Farler, who grew up in the Appalachian Mountains of eastern Kentucky, was the second youngest of 16 children. When Farler’s father died from typhoid fever, his mother had to send about five of the youngest children to Louisville to live and attend school at the Masonic Widows and Orphans Home, said his son, Tom Farler.

“It wasn’t a real easy life,” his son said. “He was probably real fortunate to go to the home.”

Farler later became a Mason, like his father.

While at the home nine months out of the year, Farler was exposed to culture, from dancing to movies.

After serving four years in the U.S. Air Force, fate and failure to find a job in Kentucky led him to Ohio. In August 1954, Farler saw his future wife, Betty Farler, through the window of a clothing store where she worked and asked her out.

After three dates, Farler asked her to marry him.

“She said, ‘Yes, if you’ll tell me your last name,’” Farler-Hoyt said.

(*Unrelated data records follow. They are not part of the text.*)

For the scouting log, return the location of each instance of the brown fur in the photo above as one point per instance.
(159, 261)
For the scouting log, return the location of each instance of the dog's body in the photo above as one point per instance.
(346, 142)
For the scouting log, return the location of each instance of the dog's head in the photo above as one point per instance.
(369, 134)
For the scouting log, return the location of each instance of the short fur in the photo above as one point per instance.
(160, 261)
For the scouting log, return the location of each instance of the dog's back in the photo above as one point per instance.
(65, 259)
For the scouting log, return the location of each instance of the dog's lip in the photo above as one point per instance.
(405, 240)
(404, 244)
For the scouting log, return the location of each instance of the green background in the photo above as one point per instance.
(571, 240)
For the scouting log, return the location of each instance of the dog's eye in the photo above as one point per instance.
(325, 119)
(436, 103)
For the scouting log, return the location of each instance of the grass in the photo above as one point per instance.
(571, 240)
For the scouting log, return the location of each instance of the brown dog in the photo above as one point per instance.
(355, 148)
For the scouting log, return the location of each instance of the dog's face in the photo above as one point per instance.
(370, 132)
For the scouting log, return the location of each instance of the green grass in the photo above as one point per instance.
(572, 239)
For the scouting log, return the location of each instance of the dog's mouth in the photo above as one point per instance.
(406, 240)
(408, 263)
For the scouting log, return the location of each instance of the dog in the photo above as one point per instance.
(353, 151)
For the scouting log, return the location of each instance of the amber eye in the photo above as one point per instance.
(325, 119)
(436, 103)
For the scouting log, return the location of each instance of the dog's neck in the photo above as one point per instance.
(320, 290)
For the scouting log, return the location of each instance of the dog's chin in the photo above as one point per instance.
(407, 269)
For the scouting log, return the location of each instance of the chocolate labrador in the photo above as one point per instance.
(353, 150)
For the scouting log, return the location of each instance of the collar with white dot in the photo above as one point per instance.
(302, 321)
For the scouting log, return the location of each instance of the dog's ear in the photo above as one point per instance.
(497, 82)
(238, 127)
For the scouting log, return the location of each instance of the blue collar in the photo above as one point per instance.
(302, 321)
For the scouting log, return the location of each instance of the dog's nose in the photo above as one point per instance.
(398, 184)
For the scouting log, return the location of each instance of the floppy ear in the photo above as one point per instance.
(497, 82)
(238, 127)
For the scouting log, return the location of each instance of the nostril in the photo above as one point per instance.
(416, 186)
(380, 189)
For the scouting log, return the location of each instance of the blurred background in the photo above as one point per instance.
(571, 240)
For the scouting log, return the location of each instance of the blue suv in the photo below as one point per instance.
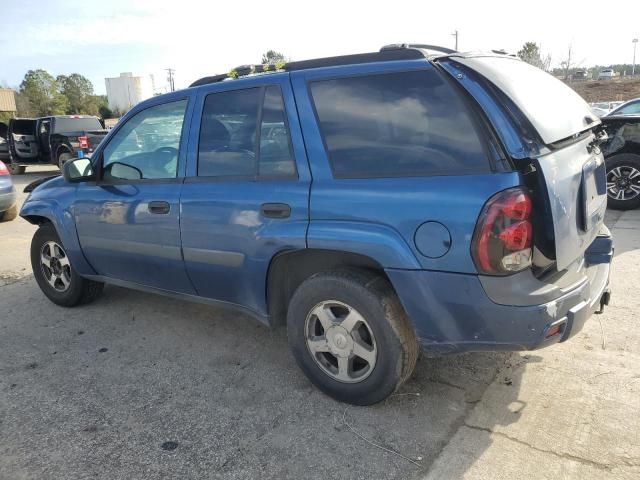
(378, 204)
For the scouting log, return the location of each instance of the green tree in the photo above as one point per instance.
(43, 94)
(78, 91)
(273, 57)
(23, 106)
(531, 53)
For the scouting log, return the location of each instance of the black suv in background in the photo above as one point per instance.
(622, 156)
(50, 140)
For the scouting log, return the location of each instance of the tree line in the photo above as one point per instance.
(532, 53)
(41, 94)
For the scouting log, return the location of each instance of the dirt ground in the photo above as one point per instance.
(607, 90)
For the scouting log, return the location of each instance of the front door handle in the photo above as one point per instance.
(275, 210)
(158, 207)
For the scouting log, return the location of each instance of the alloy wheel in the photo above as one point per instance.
(623, 183)
(341, 341)
(55, 266)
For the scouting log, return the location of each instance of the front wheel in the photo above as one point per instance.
(54, 272)
(623, 181)
(350, 335)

The couple married Dec. 24, 1954.

After earning a doctorate in agricultural economics in 1971, Farler became a state economist with the University of Arkansas Cooperative Extension Service, writing state and federal agriculture policies. In 1980, Farler was an economic ambassador for the extension service in southern Europe for six weeks and learned about agriculture in various countries including Egypt, his daughter said.

In 1986, Farler became a professor of agricultural economics at the University of Arkansas at Monticello, where he taught for the next nine years.

“He just loved teaching and helping young people,”his son said.

However, Tom Farler said his father “always had an ulterior motive” - moving to Monticello meant more opportunities to hunt, sometimes with the students.

“He just loved being out in nature, getting away from people and the rat race,” his son said.

An avid fisherman, Farler enjoyed catching everything from smallmouth bass to trout.

Once, while Farler was backing a fishing boat into the White River, a friend didn’t hold the rope and it floated away. Even though it was a cold January day, Farler, then about 79, swam after it. A woman at a nearby house called rescue crews after seeing the boat and a “body” in the river, Tom Farler said.

True to his financially conservative nickname “Squeaky,” Farler refused to get into the ambulance after rescue crews got him back to the launch site.

“He said, ‘I knew they’d charge me, so I refused to get in there,’” his son said.

A lifelong learner and family man, Farler showed he cared in many ways, from teaching his twin grandsons how to waltz for their prom to giving each grandchild a tree to plant, his daughter said.

“He told me a couple days before he died ... ‘You know you’ve got to leave this world better than when you found it, and I think I’ve done that,’” Farler-Hoyt said.